Now, there are those who will point out that God sanctioned Kings in the Old Testament. True enough but only after the Lord via the Prophet Samuel pointed out that this would not end well, which in fact it did not. I suspect that this issue, like much of Old Testament history is humanity time and again getting it wrong until God sends His only Son to explicitly show us what it is to live a fully human life. This fully human life does not include government and its violent works and demand for satanic bowing down.

It may be that the best we can hope for is to mitigate the evil works and violent impulses of government. If so, then so be it. Let us give witness to the demands of the true King of Creation and refuse to serve any but Him. Let us give witness where we can to those areas of life not already dominated by government, whereby people have achieved success by cooperation not coercion. Let us point out where freedom works and where violence fails. We may only be a remnant, but such remnants can truly change the world. If nothing else, we give faithful proclamation of who we are and whom we serve.

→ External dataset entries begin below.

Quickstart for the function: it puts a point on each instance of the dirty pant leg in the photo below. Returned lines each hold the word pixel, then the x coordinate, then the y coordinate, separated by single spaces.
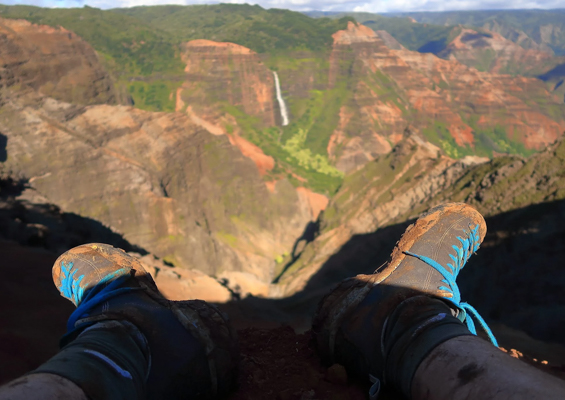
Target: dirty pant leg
pixel 41 386
pixel 468 367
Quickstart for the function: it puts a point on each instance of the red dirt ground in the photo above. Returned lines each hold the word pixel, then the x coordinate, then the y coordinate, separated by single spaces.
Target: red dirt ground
pixel 277 363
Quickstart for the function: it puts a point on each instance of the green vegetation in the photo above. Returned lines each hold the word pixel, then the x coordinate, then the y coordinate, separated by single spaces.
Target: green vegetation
pixel 304 157
pixel 487 141
pixel 153 96
pixel 250 26
pixel 427 38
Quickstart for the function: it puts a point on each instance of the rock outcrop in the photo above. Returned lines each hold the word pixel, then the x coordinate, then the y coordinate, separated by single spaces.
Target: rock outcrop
pixel 162 181
pixel 226 73
pixel 55 62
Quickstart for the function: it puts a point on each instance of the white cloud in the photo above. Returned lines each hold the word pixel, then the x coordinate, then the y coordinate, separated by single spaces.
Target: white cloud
pixel 377 6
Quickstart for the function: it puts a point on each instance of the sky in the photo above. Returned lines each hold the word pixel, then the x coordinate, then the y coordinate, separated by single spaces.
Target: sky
pixel 376 6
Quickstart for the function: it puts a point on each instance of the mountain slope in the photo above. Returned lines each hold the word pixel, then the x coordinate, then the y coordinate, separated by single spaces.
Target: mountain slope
pixel 250 26
pixel 541 29
pixel 53 61
pixel 516 277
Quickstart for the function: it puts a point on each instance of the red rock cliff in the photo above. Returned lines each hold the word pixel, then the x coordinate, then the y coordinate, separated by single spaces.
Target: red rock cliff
pixel 227 72
pixel 392 89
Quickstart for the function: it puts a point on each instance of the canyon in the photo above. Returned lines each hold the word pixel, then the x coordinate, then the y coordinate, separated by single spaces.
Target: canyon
pixel 280 173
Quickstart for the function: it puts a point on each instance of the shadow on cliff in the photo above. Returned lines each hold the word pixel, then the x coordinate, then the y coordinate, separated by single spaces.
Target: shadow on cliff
pixel 30 222
pixel 515 279
pixel 3 147
pixel 33 314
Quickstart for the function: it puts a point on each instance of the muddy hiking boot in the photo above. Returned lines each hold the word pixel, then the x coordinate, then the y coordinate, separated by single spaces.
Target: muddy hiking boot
pixel 125 340
pixel 383 325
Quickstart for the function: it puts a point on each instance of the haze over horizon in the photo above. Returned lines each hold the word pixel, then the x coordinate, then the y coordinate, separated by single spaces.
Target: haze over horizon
pixel 386 6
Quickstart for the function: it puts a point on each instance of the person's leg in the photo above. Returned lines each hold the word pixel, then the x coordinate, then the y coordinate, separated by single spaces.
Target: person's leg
pixel 468 367
pixel 388 325
pixel 44 386
pixel 126 341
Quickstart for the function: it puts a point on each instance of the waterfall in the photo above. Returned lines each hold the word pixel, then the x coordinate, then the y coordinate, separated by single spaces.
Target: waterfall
pixel 282 104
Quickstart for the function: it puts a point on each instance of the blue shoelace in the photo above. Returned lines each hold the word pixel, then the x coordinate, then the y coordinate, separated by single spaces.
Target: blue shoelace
pixel 70 287
pixel 463 253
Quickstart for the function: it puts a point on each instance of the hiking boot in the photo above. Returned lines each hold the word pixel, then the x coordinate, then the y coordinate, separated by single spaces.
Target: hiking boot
pixel 190 348
pixel 384 324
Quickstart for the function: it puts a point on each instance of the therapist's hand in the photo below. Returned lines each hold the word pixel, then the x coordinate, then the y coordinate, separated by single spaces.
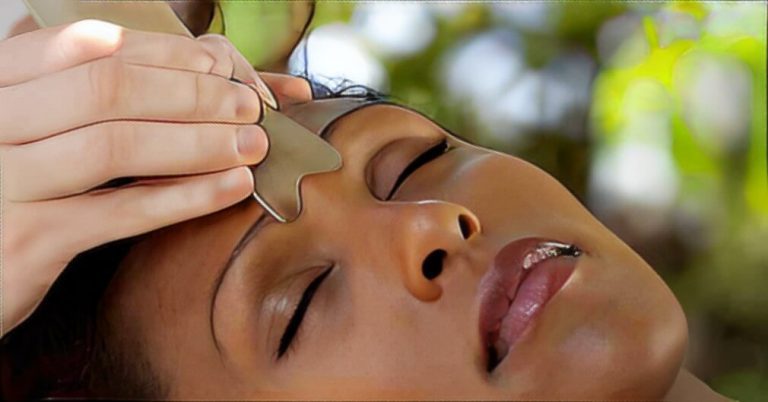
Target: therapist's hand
pixel 89 102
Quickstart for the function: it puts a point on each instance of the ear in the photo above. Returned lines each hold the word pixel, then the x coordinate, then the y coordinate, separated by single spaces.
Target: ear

Our desire to be just like God got us justly thrown out of Eden. However, God in His mercy gave us in and on the Earth enough resources to create a world of unimaginable comfort and peace for an unimaginably wide range of humanity. The only catch is that to achieve this we must live as God intended; cooperating and living and let live; treating others as we wish to be treated and loving one another as God loves us. Let us, this Lent give witness to this goal in all that we are and everything that we do.